Cartoon 2D

An experiment in turning AI-generated SVGs into something animated, reusable, and actually useful for storytelling.

This post was written as part of my entry for the Gemini Live Agent Challenge. #GeminiLiveAgentChallenge


What originally inspired me was actually a very simple question.

Models were getting surprisingly good at two things at once: generating SVGs and understanding text. That made me wonder whether those two strengths could be combined into something much bigger. If a model can understand a story and also generate vector characters and scenes, could those SVGs become animated too? And if they could, could that lead to something beyond just making moving images and turn into a real cartoon-making system?

That question eventually turned into Cartoon 2D.

AI should direct the cartoon. The engine should make it playable.

The Real Problem

A lot of AI creative tools are excellent at giving you one impressive result.

But once you try to make something longer, the cracks start to show. Characters drift. Motion gets weird. Timing becomes inconsistent. Costs rise because too much has to be regenerated from scratch. And even when the output looks good in a still frame, it may stop feeling good the second it starts moving.

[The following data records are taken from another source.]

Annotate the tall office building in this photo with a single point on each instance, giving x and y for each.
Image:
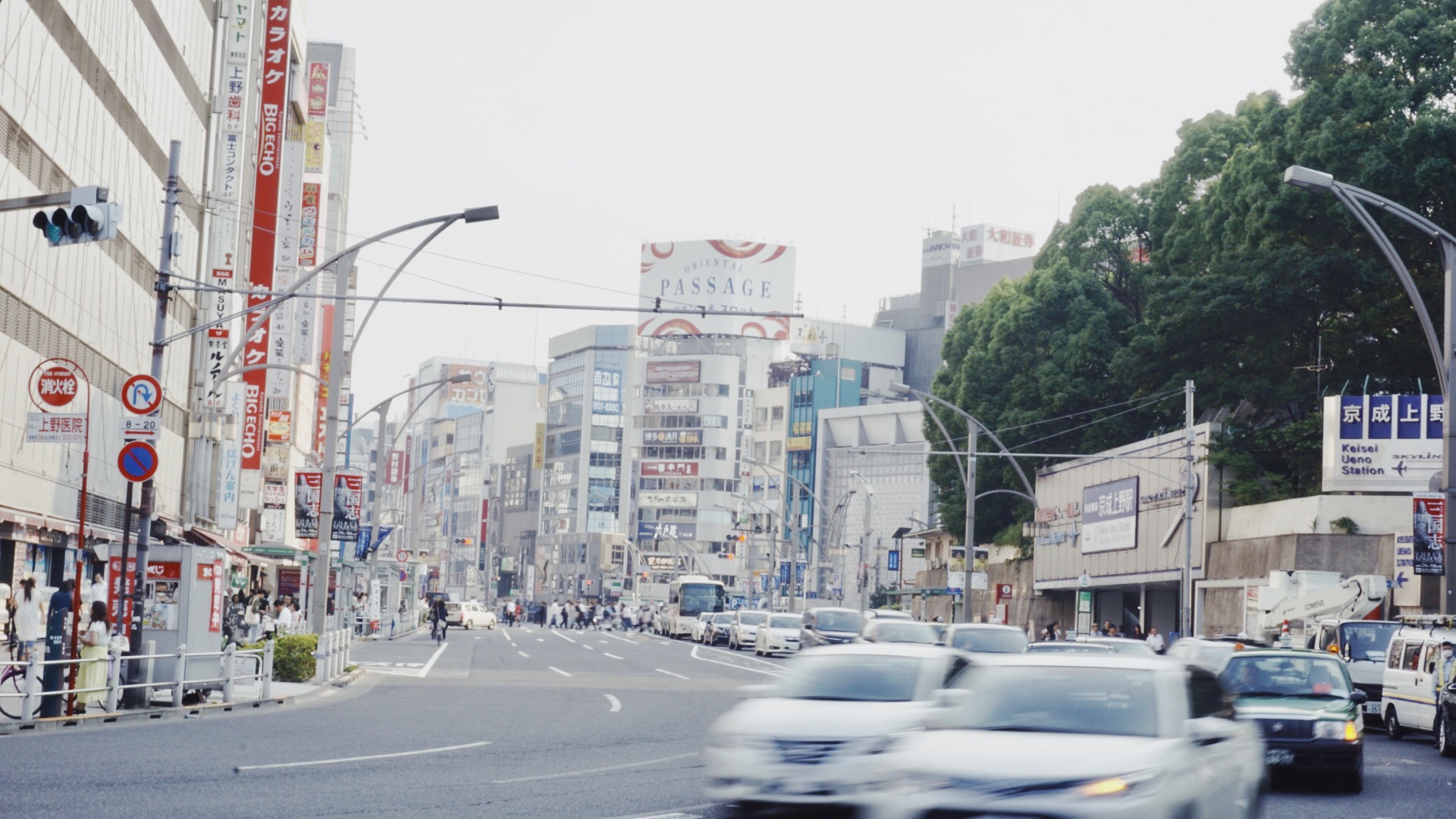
(956, 270)
(582, 535)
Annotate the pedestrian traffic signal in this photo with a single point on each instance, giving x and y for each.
(89, 219)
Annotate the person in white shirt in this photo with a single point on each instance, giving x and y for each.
(1155, 640)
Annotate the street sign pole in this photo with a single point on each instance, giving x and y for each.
(136, 697)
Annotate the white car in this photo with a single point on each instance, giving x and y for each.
(745, 630)
(816, 735)
(1075, 735)
(701, 626)
(780, 632)
(469, 615)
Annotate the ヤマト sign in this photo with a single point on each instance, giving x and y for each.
(1386, 444)
(1110, 516)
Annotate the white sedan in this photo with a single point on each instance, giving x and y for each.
(816, 735)
(778, 634)
(1076, 735)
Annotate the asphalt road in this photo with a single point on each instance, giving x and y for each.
(509, 723)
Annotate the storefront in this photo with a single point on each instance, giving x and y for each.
(1110, 531)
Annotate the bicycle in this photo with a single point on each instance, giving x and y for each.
(12, 689)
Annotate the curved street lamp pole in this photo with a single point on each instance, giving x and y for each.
(967, 463)
(1354, 200)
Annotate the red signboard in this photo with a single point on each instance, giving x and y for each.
(669, 468)
(271, 117)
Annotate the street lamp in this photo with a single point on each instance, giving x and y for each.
(967, 463)
(1354, 200)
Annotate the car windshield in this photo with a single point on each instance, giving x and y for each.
(1367, 640)
(908, 632)
(1068, 648)
(1250, 675)
(839, 621)
(1038, 698)
(862, 678)
(989, 640)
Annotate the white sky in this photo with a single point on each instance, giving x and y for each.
(845, 129)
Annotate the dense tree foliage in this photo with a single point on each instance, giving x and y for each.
(1219, 273)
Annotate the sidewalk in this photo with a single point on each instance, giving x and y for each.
(246, 697)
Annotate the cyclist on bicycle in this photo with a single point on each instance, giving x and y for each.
(438, 621)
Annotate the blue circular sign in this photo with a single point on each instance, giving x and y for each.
(137, 461)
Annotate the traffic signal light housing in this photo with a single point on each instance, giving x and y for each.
(88, 219)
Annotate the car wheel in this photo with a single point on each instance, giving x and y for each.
(1394, 730)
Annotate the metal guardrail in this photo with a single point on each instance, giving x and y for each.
(259, 659)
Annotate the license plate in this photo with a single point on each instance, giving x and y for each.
(1279, 757)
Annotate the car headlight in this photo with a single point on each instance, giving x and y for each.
(1142, 781)
(1338, 729)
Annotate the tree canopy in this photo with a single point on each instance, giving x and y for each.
(1219, 273)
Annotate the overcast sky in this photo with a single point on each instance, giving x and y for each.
(845, 129)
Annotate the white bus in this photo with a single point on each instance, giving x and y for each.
(689, 596)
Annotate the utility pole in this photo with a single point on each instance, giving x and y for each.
(1185, 627)
(136, 697)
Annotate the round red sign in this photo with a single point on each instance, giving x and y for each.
(57, 387)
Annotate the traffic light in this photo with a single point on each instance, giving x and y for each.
(89, 219)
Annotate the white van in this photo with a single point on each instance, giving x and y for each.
(1408, 670)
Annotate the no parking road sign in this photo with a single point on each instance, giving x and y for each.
(137, 461)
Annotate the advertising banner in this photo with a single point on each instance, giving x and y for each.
(673, 436)
(1110, 516)
(664, 531)
(718, 275)
(670, 406)
(271, 117)
(348, 503)
(674, 372)
(1382, 444)
(669, 468)
(1429, 532)
(306, 490)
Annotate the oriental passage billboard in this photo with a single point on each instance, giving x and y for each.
(717, 275)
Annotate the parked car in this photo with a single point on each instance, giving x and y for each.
(816, 735)
(1407, 684)
(830, 627)
(986, 637)
(1305, 707)
(780, 632)
(1074, 735)
(890, 630)
(699, 627)
(745, 629)
(717, 629)
(469, 614)
(1207, 653)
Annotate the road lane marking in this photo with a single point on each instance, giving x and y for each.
(240, 768)
(693, 654)
(593, 770)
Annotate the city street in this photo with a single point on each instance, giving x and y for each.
(513, 722)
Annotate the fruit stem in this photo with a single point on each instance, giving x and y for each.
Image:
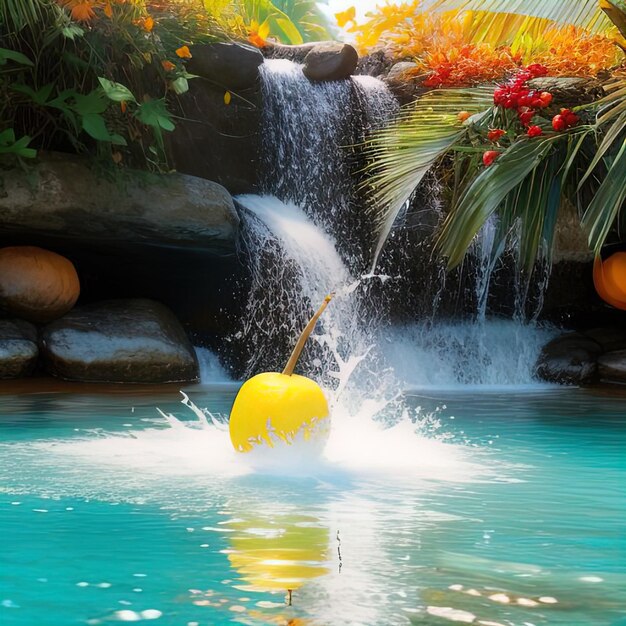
(306, 333)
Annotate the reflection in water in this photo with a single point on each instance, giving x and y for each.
(525, 530)
(277, 552)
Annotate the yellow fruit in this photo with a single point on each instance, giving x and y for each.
(271, 408)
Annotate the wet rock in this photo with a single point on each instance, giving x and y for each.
(377, 63)
(330, 61)
(18, 348)
(612, 366)
(610, 339)
(218, 141)
(569, 359)
(231, 66)
(36, 284)
(120, 341)
(402, 83)
(63, 197)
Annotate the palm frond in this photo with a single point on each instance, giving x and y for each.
(583, 13)
(607, 203)
(401, 154)
(521, 179)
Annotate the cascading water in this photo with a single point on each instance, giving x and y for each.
(301, 242)
(309, 134)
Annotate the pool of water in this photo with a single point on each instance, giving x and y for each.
(510, 509)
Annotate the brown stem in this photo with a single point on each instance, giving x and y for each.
(306, 333)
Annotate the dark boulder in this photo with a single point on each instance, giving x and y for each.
(62, 196)
(18, 348)
(569, 359)
(216, 138)
(296, 53)
(402, 82)
(612, 366)
(231, 66)
(609, 338)
(120, 341)
(330, 61)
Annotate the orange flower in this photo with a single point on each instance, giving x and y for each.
(255, 40)
(345, 16)
(145, 22)
(258, 33)
(183, 52)
(81, 10)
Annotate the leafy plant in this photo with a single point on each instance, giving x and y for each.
(462, 43)
(515, 158)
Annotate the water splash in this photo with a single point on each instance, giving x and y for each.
(311, 133)
(211, 370)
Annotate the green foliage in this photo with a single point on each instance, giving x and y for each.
(78, 87)
(584, 13)
(524, 188)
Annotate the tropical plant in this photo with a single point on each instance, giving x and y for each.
(94, 75)
(511, 158)
(454, 46)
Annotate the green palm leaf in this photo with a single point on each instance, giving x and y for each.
(401, 154)
(518, 178)
(607, 202)
(583, 13)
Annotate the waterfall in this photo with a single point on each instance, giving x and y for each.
(306, 236)
(309, 134)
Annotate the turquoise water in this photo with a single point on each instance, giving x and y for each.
(108, 514)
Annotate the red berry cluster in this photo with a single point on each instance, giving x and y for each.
(516, 95)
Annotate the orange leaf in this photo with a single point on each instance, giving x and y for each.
(346, 16)
(255, 40)
(83, 11)
(183, 52)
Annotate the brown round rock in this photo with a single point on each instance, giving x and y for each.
(36, 284)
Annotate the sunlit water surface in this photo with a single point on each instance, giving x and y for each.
(511, 512)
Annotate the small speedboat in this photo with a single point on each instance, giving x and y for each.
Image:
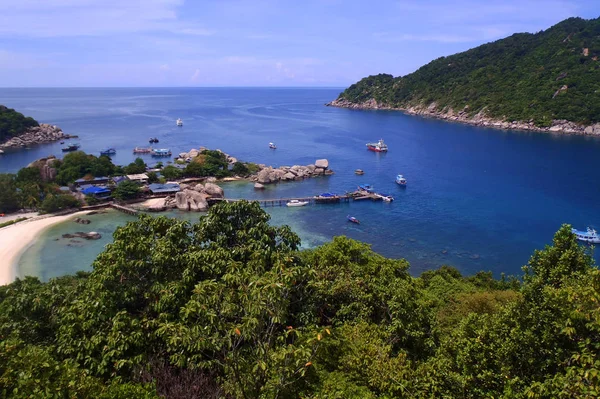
(353, 219)
(296, 203)
(401, 180)
(590, 236)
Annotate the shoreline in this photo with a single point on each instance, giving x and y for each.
(16, 239)
(449, 115)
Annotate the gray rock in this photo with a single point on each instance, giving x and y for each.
(322, 163)
(213, 190)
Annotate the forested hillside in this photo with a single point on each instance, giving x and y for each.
(13, 123)
(231, 308)
(553, 74)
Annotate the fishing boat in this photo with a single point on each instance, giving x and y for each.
(380, 146)
(71, 147)
(296, 203)
(161, 152)
(327, 198)
(589, 236)
(353, 219)
(401, 180)
(366, 187)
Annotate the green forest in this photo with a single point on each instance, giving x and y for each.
(13, 123)
(552, 74)
(231, 307)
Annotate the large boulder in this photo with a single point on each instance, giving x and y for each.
(322, 163)
(189, 200)
(263, 176)
(213, 190)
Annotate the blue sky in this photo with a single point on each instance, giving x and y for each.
(63, 43)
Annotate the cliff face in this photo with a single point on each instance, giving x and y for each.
(548, 81)
(479, 119)
(43, 133)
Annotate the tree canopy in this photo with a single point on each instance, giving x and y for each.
(552, 74)
(13, 123)
(231, 307)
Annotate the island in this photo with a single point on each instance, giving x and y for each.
(17, 130)
(548, 81)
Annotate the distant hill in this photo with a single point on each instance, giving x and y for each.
(533, 78)
(13, 123)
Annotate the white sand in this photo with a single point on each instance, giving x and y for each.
(17, 238)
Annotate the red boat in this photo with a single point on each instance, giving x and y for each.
(380, 146)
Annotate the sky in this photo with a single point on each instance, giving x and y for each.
(331, 43)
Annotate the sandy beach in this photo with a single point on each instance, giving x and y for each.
(15, 239)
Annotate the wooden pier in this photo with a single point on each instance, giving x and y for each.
(125, 209)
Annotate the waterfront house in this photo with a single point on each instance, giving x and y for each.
(96, 181)
(141, 178)
(97, 192)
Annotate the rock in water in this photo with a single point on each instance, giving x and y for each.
(322, 163)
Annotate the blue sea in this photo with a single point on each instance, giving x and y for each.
(477, 199)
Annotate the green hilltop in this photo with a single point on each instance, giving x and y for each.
(13, 123)
(550, 75)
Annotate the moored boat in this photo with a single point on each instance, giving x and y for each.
(161, 152)
(380, 146)
(142, 150)
(353, 219)
(296, 203)
(401, 180)
(589, 236)
(71, 147)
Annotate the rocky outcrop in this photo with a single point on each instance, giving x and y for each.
(268, 174)
(92, 235)
(479, 119)
(43, 133)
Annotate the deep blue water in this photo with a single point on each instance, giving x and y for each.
(478, 199)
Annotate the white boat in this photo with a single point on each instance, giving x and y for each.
(296, 203)
(401, 180)
(590, 235)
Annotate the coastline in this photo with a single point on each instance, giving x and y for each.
(450, 115)
(17, 238)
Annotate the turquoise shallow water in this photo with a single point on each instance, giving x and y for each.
(476, 198)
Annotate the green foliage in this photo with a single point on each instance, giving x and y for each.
(170, 172)
(78, 164)
(60, 202)
(13, 123)
(230, 307)
(9, 200)
(125, 190)
(136, 167)
(516, 78)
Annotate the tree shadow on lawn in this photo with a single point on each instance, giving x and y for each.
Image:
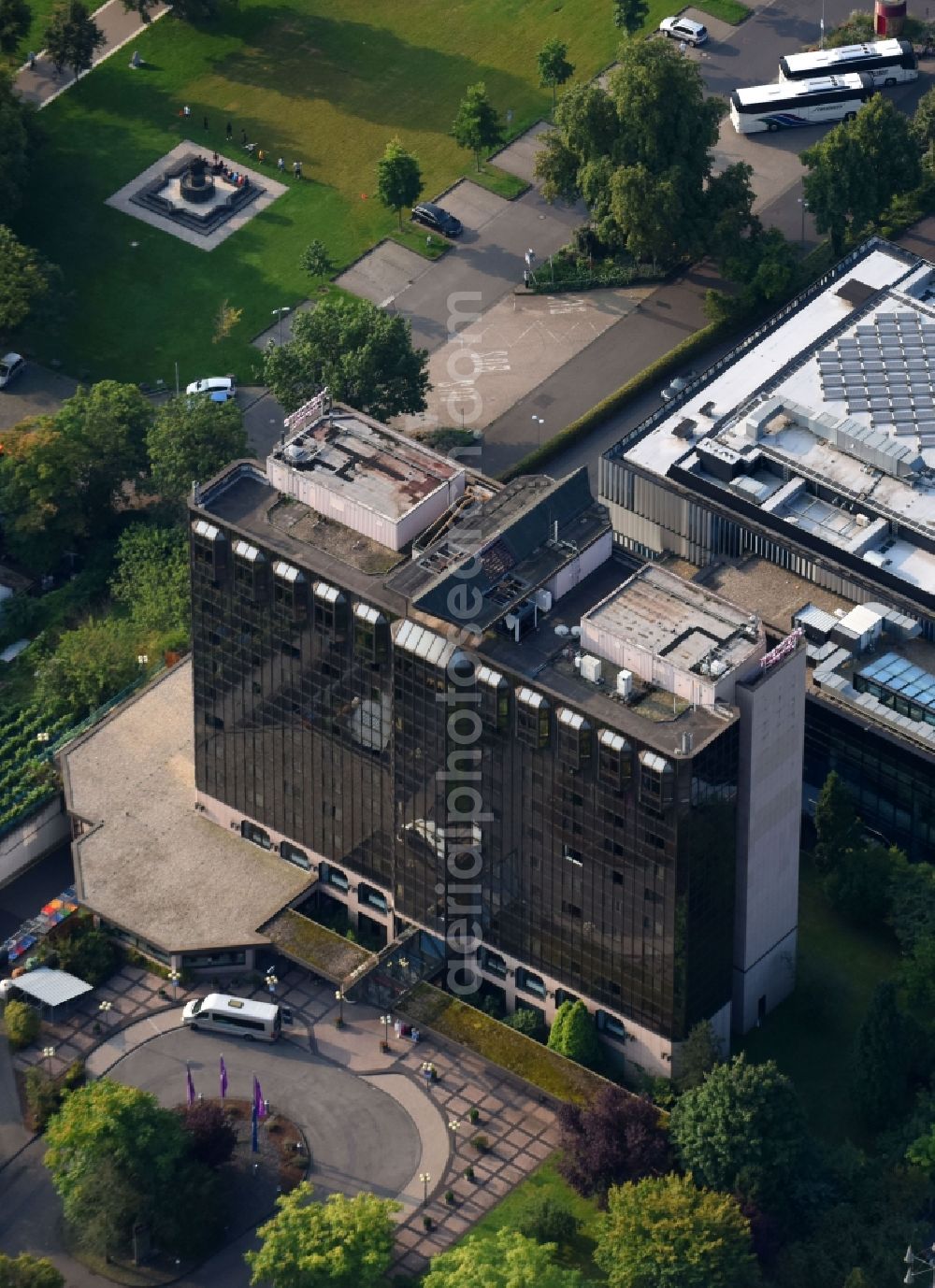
(365, 71)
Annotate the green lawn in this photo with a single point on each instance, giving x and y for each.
(546, 1180)
(727, 10)
(811, 1035)
(310, 80)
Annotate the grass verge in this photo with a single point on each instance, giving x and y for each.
(553, 1073)
(546, 1181)
(812, 1035)
(727, 10)
(307, 81)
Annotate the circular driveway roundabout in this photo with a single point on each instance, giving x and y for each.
(359, 1135)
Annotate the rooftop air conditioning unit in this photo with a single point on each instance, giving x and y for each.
(590, 667)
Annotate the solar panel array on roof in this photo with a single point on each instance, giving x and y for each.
(898, 683)
(884, 370)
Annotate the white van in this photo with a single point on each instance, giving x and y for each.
(237, 1015)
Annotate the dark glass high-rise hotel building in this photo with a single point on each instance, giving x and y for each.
(451, 704)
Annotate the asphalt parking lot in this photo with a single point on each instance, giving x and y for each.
(37, 392)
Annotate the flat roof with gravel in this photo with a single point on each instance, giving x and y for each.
(150, 863)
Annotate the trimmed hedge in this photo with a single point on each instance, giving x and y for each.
(607, 408)
(429, 1008)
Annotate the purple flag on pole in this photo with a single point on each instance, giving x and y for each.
(259, 1107)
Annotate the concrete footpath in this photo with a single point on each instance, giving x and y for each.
(43, 84)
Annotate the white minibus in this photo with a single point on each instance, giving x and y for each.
(236, 1015)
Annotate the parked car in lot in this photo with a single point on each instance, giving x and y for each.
(683, 29)
(439, 221)
(12, 365)
(675, 387)
(219, 388)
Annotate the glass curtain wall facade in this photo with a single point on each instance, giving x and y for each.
(601, 863)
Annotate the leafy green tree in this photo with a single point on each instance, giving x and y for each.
(316, 261)
(884, 1052)
(28, 1271)
(115, 1158)
(859, 885)
(89, 665)
(924, 128)
(912, 900)
(639, 153)
(554, 68)
(743, 1131)
(916, 977)
(72, 37)
(921, 1152)
(477, 126)
(17, 130)
(152, 578)
(546, 1219)
(26, 279)
(190, 440)
(699, 1052)
(630, 14)
(108, 424)
(507, 1260)
(16, 17)
(398, 179)
(836, 823)
(93, 956)
(573, 1035)
(340, 1243)
(858, 167)
(22, 1024)
(666, 1233)
(364, 356)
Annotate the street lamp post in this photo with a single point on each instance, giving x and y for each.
(924, 1265)
(280, 313)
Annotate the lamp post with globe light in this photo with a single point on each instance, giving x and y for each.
(920, 1265)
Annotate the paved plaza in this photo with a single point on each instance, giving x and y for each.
(268, 191)
(371, 1118)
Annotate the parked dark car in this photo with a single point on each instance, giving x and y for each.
(439, 221)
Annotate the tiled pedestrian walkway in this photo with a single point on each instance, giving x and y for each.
(518, 1123)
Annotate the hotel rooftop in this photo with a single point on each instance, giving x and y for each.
(822, 422)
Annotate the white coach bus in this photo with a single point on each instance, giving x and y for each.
(794, 103)
(886, 61)
(235, 1015)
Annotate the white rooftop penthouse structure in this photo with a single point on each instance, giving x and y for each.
(812, 443)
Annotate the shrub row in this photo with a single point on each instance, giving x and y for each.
(607, 408)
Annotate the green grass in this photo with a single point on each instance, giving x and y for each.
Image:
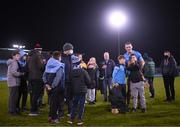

That was probably the most important realization in the project: making something that looks nice is not the same as making something that animates well.

And if the goal is long-form storytelling, that difference matters a lot.

Why Long-Form Cartoons Make Sense

I was not especially interested in building a one-shot clip generator. What felt more interesting was the possibility of building something that could support longer stories.

Long-form cartoons are actually a very good fit for this kind of system, because they naturally have recurring characters and lots of dialogue. That means a lot of expensive work only has to be done once.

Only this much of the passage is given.